The Canadian yield curve steepened in December because the 21 basis point increase in 30-year Canada bond yields was greater than the 11 basis point rise in 2-year yields. Mid term bonds, which had been anticipating future interest rate reductions by the Bank of Canada, experienced higher yields in the more optimistic environment of December. Yields of 5 and 10-year Canada bonds rose 19 and 24 basis points, respectively. The increase in yields during the month extended the rising trend since the lows hit in August and brought each of them closer to the Bank of Canada’s overnight target of 1.75%. The U.S. bond market also experienced a steepening of its yield curve, although the changes in yields were smaller than in Canada. The yield of 2-year Treasuries declined 5 basis points, while 30-year Treasury yields rose 18 basis points.

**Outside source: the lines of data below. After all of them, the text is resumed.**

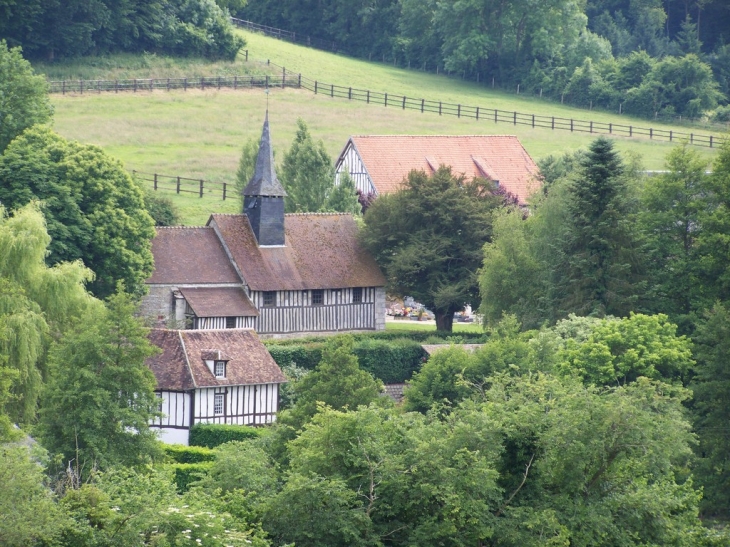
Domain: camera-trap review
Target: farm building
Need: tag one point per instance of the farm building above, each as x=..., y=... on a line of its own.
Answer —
x=277, y=274
x=378, y=164
x=212, y=376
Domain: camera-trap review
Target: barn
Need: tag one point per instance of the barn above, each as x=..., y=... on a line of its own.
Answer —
x=378, y=164
x=212, y=376
x=279, y=274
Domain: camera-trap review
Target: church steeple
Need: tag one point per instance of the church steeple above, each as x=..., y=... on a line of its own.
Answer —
x=263, y=197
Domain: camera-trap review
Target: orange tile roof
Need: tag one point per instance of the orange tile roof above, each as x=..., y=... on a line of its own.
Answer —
x=389, y=158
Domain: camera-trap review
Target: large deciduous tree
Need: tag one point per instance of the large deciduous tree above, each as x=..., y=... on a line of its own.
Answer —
x=23, y=95
x=428, y=238
x=94, y=210
x=100, y=396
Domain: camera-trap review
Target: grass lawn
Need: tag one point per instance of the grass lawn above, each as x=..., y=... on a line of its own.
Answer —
x=417, y=325
x=199, y=134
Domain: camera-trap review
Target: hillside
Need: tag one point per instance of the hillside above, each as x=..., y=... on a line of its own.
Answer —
x=199, y=134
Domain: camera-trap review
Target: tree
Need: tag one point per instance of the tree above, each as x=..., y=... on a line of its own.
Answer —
x=100, y=395
x=37, y=304
x=93, y=208
x=23, y=95
x=428, y=238
x=673, y=204
x=306, y=173
x=601, y=250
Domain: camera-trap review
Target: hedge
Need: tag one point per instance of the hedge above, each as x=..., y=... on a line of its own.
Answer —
x=189, y=454
x=391, y=361
x=212, y=435
x=184, y=474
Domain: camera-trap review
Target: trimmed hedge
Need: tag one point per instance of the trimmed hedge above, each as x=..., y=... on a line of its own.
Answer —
x=391, y=361
x=189, y=454
x=212, y=435
x=184, y=474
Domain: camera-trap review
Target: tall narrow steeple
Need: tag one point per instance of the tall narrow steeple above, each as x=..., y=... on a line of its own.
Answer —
x=263, y=197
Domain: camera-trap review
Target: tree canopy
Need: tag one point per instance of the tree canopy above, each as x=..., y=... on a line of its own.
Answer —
x=94, y=210
x=428, y=238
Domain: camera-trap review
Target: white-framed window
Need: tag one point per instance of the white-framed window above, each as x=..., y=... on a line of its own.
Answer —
x=219, y=400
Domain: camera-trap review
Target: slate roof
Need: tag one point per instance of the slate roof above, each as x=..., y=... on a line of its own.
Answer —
x=389, y=158
x=321, y=252
x=181, y=365
x=264, y=181
x=190, y=255
x=219, y=302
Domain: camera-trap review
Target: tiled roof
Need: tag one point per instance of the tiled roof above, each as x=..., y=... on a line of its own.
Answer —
x=181, y=365
x=190, y=255
x=219, y=302
x=321, y=252
x=389, y=159
x=433, y=348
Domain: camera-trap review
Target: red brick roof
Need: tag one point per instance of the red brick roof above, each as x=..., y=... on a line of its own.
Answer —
x=389, y=158
x=190, y=255
x=219, y=302
x=321, y=252
x=181, y=365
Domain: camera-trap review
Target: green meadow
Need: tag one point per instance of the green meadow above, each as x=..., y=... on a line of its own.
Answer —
x=199, y=134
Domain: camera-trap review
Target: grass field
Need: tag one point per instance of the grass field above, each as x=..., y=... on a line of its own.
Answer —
x=199, y=134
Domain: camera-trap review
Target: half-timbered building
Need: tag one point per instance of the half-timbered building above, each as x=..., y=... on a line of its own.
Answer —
x=378, y=164
x=279, y=274
x=212, y=376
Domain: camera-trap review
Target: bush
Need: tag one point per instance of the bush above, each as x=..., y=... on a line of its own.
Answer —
x=184, y=474
x=189, y=454
x=213, y=435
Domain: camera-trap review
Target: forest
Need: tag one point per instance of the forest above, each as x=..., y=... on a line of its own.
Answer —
x=651, y=58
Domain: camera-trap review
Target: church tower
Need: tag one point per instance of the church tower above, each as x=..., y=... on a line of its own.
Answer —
x=263, y=197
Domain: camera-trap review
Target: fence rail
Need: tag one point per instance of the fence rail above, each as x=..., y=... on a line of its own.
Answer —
x=296, y=80
x=186, y=185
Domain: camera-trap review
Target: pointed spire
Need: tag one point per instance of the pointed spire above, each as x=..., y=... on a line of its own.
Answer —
x=264, y=181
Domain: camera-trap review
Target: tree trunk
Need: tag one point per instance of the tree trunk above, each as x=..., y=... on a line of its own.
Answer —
x=444, y=321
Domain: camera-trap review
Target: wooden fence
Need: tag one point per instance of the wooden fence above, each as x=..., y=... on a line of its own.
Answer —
x=296, y=80
x=185, y=185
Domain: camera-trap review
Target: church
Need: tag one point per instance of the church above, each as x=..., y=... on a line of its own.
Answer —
x=278, y=274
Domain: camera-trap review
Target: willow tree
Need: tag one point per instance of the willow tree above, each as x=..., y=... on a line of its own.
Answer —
x=37, y=303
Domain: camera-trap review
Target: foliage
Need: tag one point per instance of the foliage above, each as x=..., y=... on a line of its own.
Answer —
x=711, y=387
x=93, y=208
x=37, y=304
x=214, y=435
x=188, y=454
x=29, y=512
x=619, y=352
x=23, y=95
x=428, y=236
x=99, y=398
x=306, y=173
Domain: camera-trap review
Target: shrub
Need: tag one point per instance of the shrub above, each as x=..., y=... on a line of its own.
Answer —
x=184, y=474
x=213, y=435
x=189, y=454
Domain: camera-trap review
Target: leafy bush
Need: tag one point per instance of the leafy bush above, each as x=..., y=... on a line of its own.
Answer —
x=184, y=474
x=189, y=454
x=213, y=435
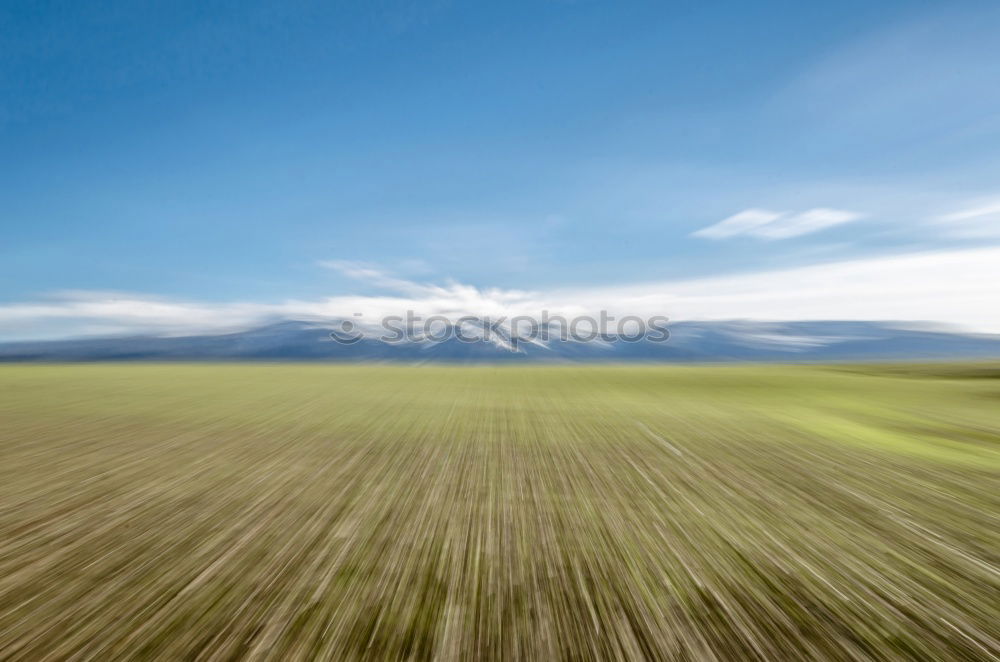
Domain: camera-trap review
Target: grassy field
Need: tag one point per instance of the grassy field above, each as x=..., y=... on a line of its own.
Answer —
x=519, y=513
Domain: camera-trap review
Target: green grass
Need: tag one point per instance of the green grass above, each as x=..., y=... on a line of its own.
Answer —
x=362, y=512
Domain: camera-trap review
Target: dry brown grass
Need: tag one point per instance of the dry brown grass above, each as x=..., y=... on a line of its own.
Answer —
x=304, y=512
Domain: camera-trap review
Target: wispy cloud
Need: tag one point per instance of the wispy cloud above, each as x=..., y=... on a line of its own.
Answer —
x=960, y=287
x=980, y=221
x=766, y=224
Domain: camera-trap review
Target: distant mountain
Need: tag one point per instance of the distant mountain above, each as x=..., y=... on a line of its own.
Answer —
x=689, y=342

Federal bonds returned -1.06% in December as coupon income failed to offset the lower prices brought on by higher yields. Provincial bonds returned -1.80%, as their longer average durations resulted in larger price declines as yields rose. The more positive economic sentiment of December led to robust demand for provincial issues that resulted in their yields narrowing to Canada benchmarks by 3 basis points. Investment grade corporate sector returned -0.54%, thereby outperforming government issues, as corporate yield spreads narrowed another 8 basis points in spite of $10.9 billion of new issues. Seasonally high coupon payments combined with relief regarding trade tensions to produce strong demand for corporate issues. High yield bonds gained +0.30% in December, helped by an absence of new issues. Real Return Bonds returned -1.53%, which was significantly better than nominal bonds on a duration-adjusted basis. Preferred shares enjoyed markedly higher returns than both bonds and equities, earning +2.48% in the month.